# Hi from Italy



## canadese (Mar 11, 2012)

Hello everyone, I write from Italy. I am a lover of the sea and I like your forum. I sail in the Mediterranean sea...


----------



## mikel1 (Oct 19, 2008)

Welcome aboard!


----------



## PCP (Dec 1, 2004)

Well, my boat is in Italy. Welcome to the forum.

Regards

Paulo


----------



## HUGOSALT (Jun 15, 2004)

Welcome aboard from Long Island, New York.
My family comes from northwest and central Italy.
Tell us about your cruising grounds/destinations, local conditions 
and boat.
Ciao, Hugo (Ugo)


----------



## Lake Superior Sailor (Aug 23, 2011)

Sure would like to be on the Mediterranean,warm soft water is nice! I sail the Great Lakes and the water is cold & hard! It is a good teacher , & the sights are nice......Dale


----------



## canadese (Mar 11, 2012)

In center of Italy today, is warm, spring is here, right now there are 20 degrees Celsius. I live near Florence in Tuscany. Two years ago I sold my boat and I bought a inflatable boat. But hopefully soon I would buy a sailboat. 
My usual destinations are the islands of 'Elba, Corse and Sardinia.

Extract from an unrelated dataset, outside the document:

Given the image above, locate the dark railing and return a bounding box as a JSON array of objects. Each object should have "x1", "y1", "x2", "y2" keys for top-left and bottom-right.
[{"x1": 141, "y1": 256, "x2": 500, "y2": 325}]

My dream is to sail in 'ocean as you do.

Last year I rented in July a sailboat ... I made a video:





This is an 'other adventures with my family in my inflatable boat last year' s in August:


----------



## Lake Superior Sailor (Aug 23, 2011)

Very nice video, Are you sure this is not your job? The water is so beautiful I so wish I could touch it! Your paradise is perfect. NICE!..........Dale


----------



## canadese (Mar 11, 2012)

Lake Superior Sailor said:


> Very nice video, Are you sure this is not your job? The water is so beautiful I so wish I could touch it! Your paradise is perfect. NICE!..........Dale


I like do some video with my family. I have 5 sons... (i'm crazy I know...)
My job is seller of yarn for fabric....

This is my family: Famiglia Ballerini

anyway thank you


----------



## Mystic1 (Feb 16, 2012)

Benvenuto!


----------



## canadese (Mar 11, 2012)

Mystic1 said:


> Benvenuto!


grazie!


----------



## PCP (Dec 1, 2004)

canadese said:


> I like do some video with my family. I have 5 sons... (i'm crazy I know...)
> My job is seller of yarn for fabric....
> 
> This is my family: Famiglia Ballerini
> ...


Very nice family and they look happy all the time, congratulations... and get that sailboat, you have already a big crew.

Regards

Paulo


----------



## canadese (Mar 11, 2012)

pcp said:


> very nice family and they look happy all the time, congratulations... And get that sailboat, you have already a big crew.:d
> regards
> paulo


:d:d:d


----------